Evoquée par l’ancien ministre de l’Économie, Bruno Le Maire, l’idée d’une nouvelle taxe sur les installations de production d’électricité a refait surface en ce mois de septembre. Ce projet, surnommé la « taxe EDF », fait réagir les principaux acteurs du secteur énergétique, notamment EDF, Engie et TotalEnergies, qui craignent des répercussions importantes sur leurs capacités d’investissement et la transition énergétique en France.
Taxer les installations de production d'électricité : un projet controversé
Cette nouvelle taxe, inspirée de la « contribution sur les rentes inframarginales » (Crim) mise en place durant la crise énergétique de 2022, viserait spécifiquement les installations dépassant une capacité de 260 mégawatts, touchant principalement les centrales nucléaires d’EDF, les barrages hydrauliques et certaines centrales thermiques. Contrairement à la Crim originale, qui taxait les bénéfices exceptionnels liés à la flambée des prix de l’énergie, cette nouvelle version se focaliserait sur la puissance installée, indépendamment des prix du marché.
Si cette taxe voyait le jour, EDF supporterait à elle seule 90% de la charge fiscale, une situation jugée inquiétante par Luc Rémont, PDG d’EDF. Lors de son audition devant la commission des Affaires étrangères de l’Assemblée nationale, il a mis en garde contre les conséquences que cette mesure pourrait avoir sur les investissements du groupe. EDF est déjà fortement régulée, devant vendre deux tiers de sa production en dessous de ses coûts, une contrainte qui limite sa marge de manœuvre financière.
Des investissements en péril
L’impact potentiel de cette taxe sur les investissements dans les infrastructures énergétiques est au cœur des préoccupations. EDF, déjà confrontée à une dette colossale de 54,2 milliards d’euros, doit mobiliser environ 25 milliards d’euros par an pour soutenir ses projets de relance du nucléaire, avec la construction de six réacteurs EPR2 et la possibilité de huit autres à long terme. Si cette nouvelle taxe venait s’ajouter aux contraintes existantes, les investissements nécessaires pour moderniser et développer le parc énergétique pourraient être compromis, mettant en péril la sécurité énergétique du pays.

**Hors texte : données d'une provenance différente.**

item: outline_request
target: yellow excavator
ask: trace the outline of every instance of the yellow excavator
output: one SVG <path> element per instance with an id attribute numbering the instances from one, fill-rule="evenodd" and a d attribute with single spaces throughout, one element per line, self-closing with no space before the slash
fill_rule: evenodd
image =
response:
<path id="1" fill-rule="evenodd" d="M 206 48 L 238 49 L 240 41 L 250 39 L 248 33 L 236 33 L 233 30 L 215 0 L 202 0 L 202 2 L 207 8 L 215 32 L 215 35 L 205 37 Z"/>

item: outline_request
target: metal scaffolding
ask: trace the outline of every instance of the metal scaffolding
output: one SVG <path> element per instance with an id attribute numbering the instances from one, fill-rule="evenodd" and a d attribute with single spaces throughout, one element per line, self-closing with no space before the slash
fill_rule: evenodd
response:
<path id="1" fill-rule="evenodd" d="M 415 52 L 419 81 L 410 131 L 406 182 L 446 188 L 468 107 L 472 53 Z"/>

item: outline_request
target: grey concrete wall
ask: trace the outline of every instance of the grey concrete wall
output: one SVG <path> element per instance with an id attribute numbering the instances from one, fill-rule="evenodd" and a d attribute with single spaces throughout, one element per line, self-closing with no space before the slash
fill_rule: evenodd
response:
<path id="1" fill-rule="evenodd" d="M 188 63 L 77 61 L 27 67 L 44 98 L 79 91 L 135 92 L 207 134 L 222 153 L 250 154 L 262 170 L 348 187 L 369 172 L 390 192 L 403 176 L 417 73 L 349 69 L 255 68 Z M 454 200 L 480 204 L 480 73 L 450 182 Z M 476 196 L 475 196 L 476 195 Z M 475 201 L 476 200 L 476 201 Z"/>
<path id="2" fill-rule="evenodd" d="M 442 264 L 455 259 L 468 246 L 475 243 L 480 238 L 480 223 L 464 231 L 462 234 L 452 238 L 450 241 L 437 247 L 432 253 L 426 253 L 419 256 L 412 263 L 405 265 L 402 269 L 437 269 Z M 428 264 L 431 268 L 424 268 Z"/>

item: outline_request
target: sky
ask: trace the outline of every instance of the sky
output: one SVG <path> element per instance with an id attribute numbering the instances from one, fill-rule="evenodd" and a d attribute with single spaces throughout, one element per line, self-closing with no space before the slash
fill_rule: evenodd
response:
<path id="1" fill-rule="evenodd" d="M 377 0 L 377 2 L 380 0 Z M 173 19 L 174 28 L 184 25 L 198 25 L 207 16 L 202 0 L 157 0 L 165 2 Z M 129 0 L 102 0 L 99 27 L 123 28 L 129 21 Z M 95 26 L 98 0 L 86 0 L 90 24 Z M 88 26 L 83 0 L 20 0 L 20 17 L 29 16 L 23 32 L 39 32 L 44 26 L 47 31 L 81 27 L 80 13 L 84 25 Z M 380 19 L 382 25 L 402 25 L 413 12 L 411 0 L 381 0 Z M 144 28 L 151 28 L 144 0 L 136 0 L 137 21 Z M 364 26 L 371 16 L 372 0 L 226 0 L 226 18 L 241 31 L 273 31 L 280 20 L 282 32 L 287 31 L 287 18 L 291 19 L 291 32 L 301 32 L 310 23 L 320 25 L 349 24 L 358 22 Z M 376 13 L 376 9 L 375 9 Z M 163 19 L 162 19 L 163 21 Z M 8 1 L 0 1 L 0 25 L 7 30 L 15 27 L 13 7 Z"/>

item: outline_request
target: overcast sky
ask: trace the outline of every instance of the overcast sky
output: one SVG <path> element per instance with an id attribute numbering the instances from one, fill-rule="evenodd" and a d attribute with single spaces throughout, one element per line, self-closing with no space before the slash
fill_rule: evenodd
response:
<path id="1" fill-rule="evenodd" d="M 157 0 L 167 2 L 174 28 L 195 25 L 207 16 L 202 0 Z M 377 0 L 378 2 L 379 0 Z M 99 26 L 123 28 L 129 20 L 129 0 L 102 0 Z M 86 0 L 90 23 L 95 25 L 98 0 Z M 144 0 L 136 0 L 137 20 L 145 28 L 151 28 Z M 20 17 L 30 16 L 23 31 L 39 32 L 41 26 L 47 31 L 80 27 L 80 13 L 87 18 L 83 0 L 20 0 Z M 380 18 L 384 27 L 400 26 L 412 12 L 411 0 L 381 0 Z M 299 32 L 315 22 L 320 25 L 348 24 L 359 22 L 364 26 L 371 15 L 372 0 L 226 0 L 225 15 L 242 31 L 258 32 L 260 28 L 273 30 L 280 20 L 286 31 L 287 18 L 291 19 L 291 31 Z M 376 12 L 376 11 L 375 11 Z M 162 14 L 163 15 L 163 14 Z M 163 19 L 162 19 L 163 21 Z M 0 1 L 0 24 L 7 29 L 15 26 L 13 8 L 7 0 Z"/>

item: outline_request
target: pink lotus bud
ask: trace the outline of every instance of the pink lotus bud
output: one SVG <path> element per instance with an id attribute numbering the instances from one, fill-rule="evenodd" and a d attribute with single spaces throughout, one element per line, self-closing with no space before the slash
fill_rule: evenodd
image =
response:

Les autres acteurs du secteur partagent cette inquiétude. Pour eux, cette taxe enverrait un signal négatif aux investisseurs, risquant de freiner les projets d’envergure indispensables pour répondre aux objectifs climatiques de la France. En effet, le développement des énergies renouvelables et des nouvelles technologies de stockage exige des investissements massifs, que cette mesure pourrait sérieusement entraver.
Un signal contraire à la transition énergétique
Au-delà des enjeux financiers, les industriels du secteur pointent un problème de cohérence avec la politique de transition énergétique de la France. Taxer des installations qui participent à la décarbonation du mix énergétique serait un « contresens climatique », selon les producteurs. Cette mesure risquerait non seulement de freiner le développement des énergies renouvelables, mais aussi de ralentir les efforts pour atteindre les objectifs climatiques fixés par le gouvernement français.
La présidente de l’Union française de l’électricité (UFE), Christine Goubet-Milhaud, a d’ailleurs exprimé son opposition à cette taxe dans un courrier adressé au Premier ministre, arguant que cette décision pourrait nuire à l’indépendance énergétique et à la souveraineté de la France à long terme.
Quels impacts pour les consommateurs ?
Une autre conséquence redoutée par les acteurs du secteur concerne les prix de l’électricité. En augmentant les coûts de production, cette nouvelle taxe pourrait se répercuter sur les factures des entreprises et des ménages. Alors que les consommateurs font déjà face à des hausses régulières des prix de l’énergie, une telle mesure risquerait d’aggraver la situation, particulièrement pour les professionnels dont l’activité est fortement dépendante de l’électricité.
Bien que les discussions autour de cette nouvelle taxe soient encore en cours, son impact potentiel sur le secteur énergétique ne peut être ignoré. Les producteurs d’électricité, en particulier EDF, redoutent une réduction de leur capacité à investir dans les infrastructures nécessaires à la transition énergétique, tout en soulignant les conséquences possibles pour les consommateurs. La mise en place d’une telle mesure fiscale pourrait ainsi avoir des effets à la fois économiques et climatiques, remettant en cause les efforts de la France pour atteindre ses objectifs de neutralité carbone. Une réflexion approfondie est donc nécessaire pour concilier impératifs budgétaires et enjeux énergétiques de long terme.